E se invece la povertà di pastori fosse, insieme ad altri, un dato - oso dire un segno dello Spirito - da prendere in seria considerazione? Se tutto questo fosse uno stimolo evangelico verso la minorità, vocazione imprescindibile di una Chiesa in uscita da se stessa, chiamata ad essere lievito invisibile e non pasta, minuscolo seme e non regno?
Ciò che è posto nelle mani dell’uomo è sempre poco e insignificante. La sapienza biblica ne è consapevole. I due pani e cinque pesci appaiono totalmente insufficienti nel giudizio dei discepoli. Eppure, quel poco, se condiviso senza calcoli, in una logica mossa unicamente dal dono, per grazia di Dio diviene sovrabbondante anche per le moltitudini.
Non voglio certo suggerire soluzioni ireniche né disincarnate su un interrogativo che certamente ci sorpassa. Tuttavia, mi pare utile aprire visioni diverse sulla realtà che stiamo vivendo; essa è sempre superiore alle nostre idee (EG [Evangelii Gaudium] 233).

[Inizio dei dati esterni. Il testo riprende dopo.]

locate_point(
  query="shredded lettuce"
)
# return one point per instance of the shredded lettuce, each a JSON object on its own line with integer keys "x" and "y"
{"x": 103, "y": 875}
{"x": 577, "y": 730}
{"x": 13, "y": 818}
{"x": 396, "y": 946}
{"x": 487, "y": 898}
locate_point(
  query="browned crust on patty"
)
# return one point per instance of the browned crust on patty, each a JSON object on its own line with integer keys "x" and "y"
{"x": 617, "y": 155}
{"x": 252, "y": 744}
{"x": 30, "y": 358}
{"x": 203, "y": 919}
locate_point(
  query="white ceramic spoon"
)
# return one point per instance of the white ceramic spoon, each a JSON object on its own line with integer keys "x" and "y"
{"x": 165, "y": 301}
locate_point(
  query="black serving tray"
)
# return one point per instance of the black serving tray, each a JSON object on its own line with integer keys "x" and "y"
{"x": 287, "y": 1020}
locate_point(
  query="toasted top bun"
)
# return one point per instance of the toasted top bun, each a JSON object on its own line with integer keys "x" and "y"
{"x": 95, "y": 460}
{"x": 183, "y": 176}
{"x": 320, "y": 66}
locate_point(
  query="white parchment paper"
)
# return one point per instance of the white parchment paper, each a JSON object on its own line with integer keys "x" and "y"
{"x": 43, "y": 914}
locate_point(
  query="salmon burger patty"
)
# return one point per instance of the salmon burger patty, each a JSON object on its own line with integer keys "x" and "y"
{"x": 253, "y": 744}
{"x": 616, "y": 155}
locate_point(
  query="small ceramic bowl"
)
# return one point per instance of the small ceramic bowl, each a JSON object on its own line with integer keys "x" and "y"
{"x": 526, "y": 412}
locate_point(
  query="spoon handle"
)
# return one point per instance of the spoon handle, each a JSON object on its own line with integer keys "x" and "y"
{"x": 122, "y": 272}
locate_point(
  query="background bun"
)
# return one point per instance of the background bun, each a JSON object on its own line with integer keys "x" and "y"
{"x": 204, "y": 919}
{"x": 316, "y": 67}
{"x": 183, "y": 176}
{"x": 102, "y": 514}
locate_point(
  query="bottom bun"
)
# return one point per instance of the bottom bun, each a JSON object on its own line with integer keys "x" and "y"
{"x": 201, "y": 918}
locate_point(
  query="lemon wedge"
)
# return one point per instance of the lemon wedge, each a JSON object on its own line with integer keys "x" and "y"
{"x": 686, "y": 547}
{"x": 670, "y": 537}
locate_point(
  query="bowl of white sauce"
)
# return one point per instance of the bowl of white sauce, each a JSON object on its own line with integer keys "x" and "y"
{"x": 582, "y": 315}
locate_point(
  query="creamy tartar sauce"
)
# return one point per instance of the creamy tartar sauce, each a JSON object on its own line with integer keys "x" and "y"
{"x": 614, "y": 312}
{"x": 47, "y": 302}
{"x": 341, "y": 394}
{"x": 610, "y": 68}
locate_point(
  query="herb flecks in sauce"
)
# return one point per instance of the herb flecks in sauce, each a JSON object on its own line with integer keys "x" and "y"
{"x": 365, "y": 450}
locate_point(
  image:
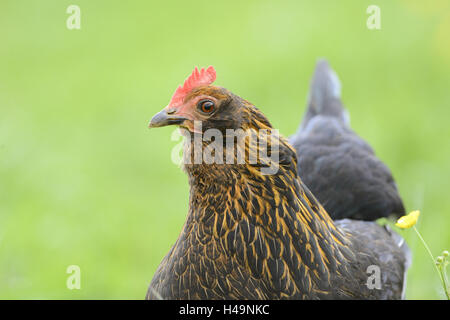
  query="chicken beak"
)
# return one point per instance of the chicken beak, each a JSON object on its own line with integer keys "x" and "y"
{"x": 165, "y": 118}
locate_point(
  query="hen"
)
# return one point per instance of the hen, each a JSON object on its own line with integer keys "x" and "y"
{"x": 253, "y": 232}
{"x": 338, "y": 166}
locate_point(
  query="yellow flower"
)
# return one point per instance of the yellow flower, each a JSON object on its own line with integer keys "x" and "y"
{"x": 409, "y": 220}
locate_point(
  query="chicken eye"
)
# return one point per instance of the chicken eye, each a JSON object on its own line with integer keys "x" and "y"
{"x": 206, "y": 106}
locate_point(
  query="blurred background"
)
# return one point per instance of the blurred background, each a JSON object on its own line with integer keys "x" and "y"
{"x": 84, "y": 182}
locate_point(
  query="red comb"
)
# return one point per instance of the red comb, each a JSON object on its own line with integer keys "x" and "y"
{"x": 196, "y": 79}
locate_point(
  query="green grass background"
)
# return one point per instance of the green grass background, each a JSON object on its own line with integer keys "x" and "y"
{"x": 84, "y": 182}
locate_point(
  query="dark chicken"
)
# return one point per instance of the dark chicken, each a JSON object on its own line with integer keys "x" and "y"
{"x": 339, "y": 167}
{"x": 251, "y": 235}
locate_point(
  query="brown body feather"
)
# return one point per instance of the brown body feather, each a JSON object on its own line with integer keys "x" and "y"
{"x": 253, "y": 236}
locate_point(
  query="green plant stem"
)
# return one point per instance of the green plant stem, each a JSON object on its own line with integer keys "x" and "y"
{"x": 441, "y": 275}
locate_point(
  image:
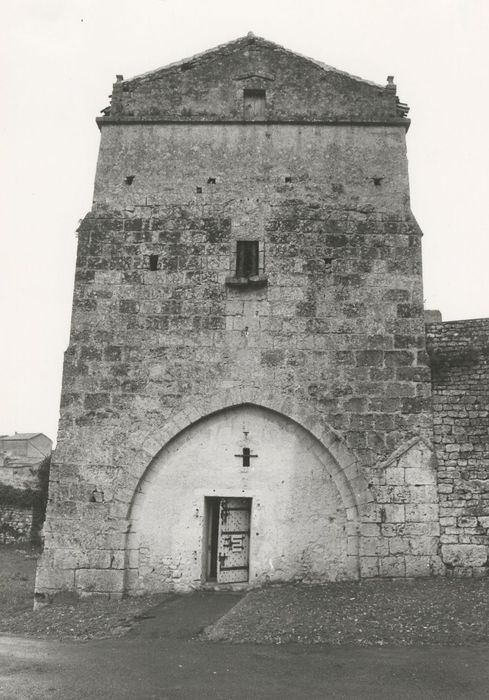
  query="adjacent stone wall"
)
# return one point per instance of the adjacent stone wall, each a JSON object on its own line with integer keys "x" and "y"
{"x": 459, "y": 353}
{"x": 16, "y": 524}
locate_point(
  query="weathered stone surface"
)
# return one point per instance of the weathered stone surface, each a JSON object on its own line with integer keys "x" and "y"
{"x": 325, "y": 344}
{"x": 464, "y": 555}
{"x": 459, "y": 353}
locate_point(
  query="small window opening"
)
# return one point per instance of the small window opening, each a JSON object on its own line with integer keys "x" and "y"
{"x": 247, "y": 258}
{"x": 254, "y": 104}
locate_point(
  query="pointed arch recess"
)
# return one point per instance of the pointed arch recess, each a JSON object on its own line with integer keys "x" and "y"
{"x": 323, "y": 439}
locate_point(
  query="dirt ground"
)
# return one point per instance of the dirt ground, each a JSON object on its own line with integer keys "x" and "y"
{"x": 368, "y": 613}
{"x": 67, "y": 618}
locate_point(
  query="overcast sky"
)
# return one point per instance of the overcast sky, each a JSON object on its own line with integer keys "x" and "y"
{"x": 59, "y": 59}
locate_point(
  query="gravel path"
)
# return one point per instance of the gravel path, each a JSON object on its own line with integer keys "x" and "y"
{"x": 370, "y": 613}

Non di meno, occorre ammettere che anche la logica dei numeri ha avuto indirettamente i suoi benefici, costringendo diocesi e istituti religiosi a porsi in dialogo tra loro, ad aiutarsi vicendevolmente, talvolta ad unirsi, anche per portare avanti l’azione formativa dei propri membri. Ma anche qui, credo possa incombere una latente deriva. Occorre chiedersi se il ritrovarsi insieme non sia ancora una volta un modo per esorcizzare la povertà percepita, dandosi l’illusione di essere forti. Illusione che si dissolverà come nube mattutina al momento che, terminato il breve percorso della formazione iniziale, si tornerà alla propria realtà quotidiana. È questo, il quotidiano letto alla luce del vangelo, il punto da cui partire per discernere percorsi realmente educativi alla vita e per formare pastori di una Chiesa che non può più tardare nell’assume­re la sua connaturale vocazione alla minorità.